Use of UTF8 Identifiers


I recently coded with Julia and this language support UTF8 identifiers as \pi or \sqrt. It’s possible to add some kind of UTF-8 identifiers that will be translated into textual ASCII for Java compatibility.
For example, we will have this code :

val π = 3.14... // in Kotlin (accessible by \pi)

should be compiled into

double pi = 3.14...


val π  = 3.14
val pi = 3.14 // Redefinition of val pi

should fail because π == pi as an identifier.

Those identifiers allow to have a clearer syntax for mathematical purposes like:

fun f(x: Number) = √(x + 3x.²)
fun g(x: Number) = 4 * x + 5
typealias MFunction = (Number) -> Number
infix MFunction.○(f: MFunction) = { x: Number -> this(f(x)) }
val h = g ○ f


I think it is generally a bad idea since it creates a hell of the problem for tooling and works differently for different IDEs to say nothing about breaking compatibility with everything. I have some experience with UTF-8 identifiers in BlackBox (Oberon-2) environment. It could be nice read, but terrible to write and maintain.
Kotlin allows to use any natural names for identifiers if they are in backticks and I think it is a reasonable compromise.


Thank’s for your response. So maybe instead of adding this feature directly in the language maybe it will be better to create some kind of plugin for an IDE that will transform the appearance of some identifiers like `pi` or `sqrt`.


With the latex completion for Atom I’m able to write this code (it’s executable).

typealias MFunction = (Double) -> Double

infix fun MFunction.`∘`(f: MFunction): MFunction = { x -> this(f(x))}
fun `√`(x: Double) = Math.sqrt(x)

val Double.`²` get() = Math.pow(this, 2.0)

val f: MFunction = { x -> `√`(x + (3 * x).`²`) } 
val g: MFunction = { x -> 4 * x + 5 }

fun main(args: Array<String>) {

  val h = g `∘` f
  val π = 3.14


I think with some improvements for readability it should be usable.


I don’t think that it really improves readability, but you can contribute such a plugin, it should not be that hard to implement.


I’ll see some documentation about plugin creation for IntelliJ thank’s


How about something like @RenderAs("√") annotation, where IDE (I’m thinking about IntelliJ specifically) could replace the name of the identifier on call sites with specified text, similarly like it does for Android string resources (where the localized string is shown in grey instead of the R.string.something, but only until cursor is placed nearby)? Or something similar is done in Java with anonymous classes, where it renders them as lambdas (where applicable).

It would be transparent, need no modifications of Kotlin itself, should be pretty easy to implement as a plugin to IntelliJ (not sure about other IDEs) and create almost no maintenance burden on anyone, as the code would be perfectly readable without any support for it.


Do you really think that has better readability when applied to the expression in brackets than sqrt?

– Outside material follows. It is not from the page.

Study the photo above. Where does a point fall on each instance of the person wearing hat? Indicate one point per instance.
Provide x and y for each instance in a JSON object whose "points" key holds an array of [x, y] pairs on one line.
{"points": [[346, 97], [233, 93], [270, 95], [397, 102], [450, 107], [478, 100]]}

Personally, I think that kotlin is good for mathematics and scientific applications, it could even in some cases replace both python and julia, but mathematic symbols in code do not improve everything. If one has a expression engine like the one I recently written, one can create a rendering mechanism to represent it as, for example, HTML. But why would someone want it in the code?


I am not saying that I would use it, as I am pretty happy with plain old ascii identifiers (perhaps with some conservative operator overloading). But if someone really likes symbols in their code, I see that as a valid preference.
And if someone really wants to use symbols, I’d prefer the annotation based approach to

  • backticked unicode (which is hard to write and I find backticks in code really ugly),
  • special \backslash identifiers (which is another gotcha that will complicate the language (especially for begginers) and there will always be someone, who wants another symbol added) and to
  • allowing any unicode to all identifiers (the crazy amount of weird operators in Scala is one of the reasons why I left that language).

Another good benefit of annotation-based approach, is that it can be more self documenting. You could have Vector.crossProduct and Vector.scalarProduct both render to some arbitrary mathematical symbol, but still see what the real operation is just by hovering over the function call. And nobody would be forced to use it, as it would be only a setting in the IDE, without any style or preference controversy.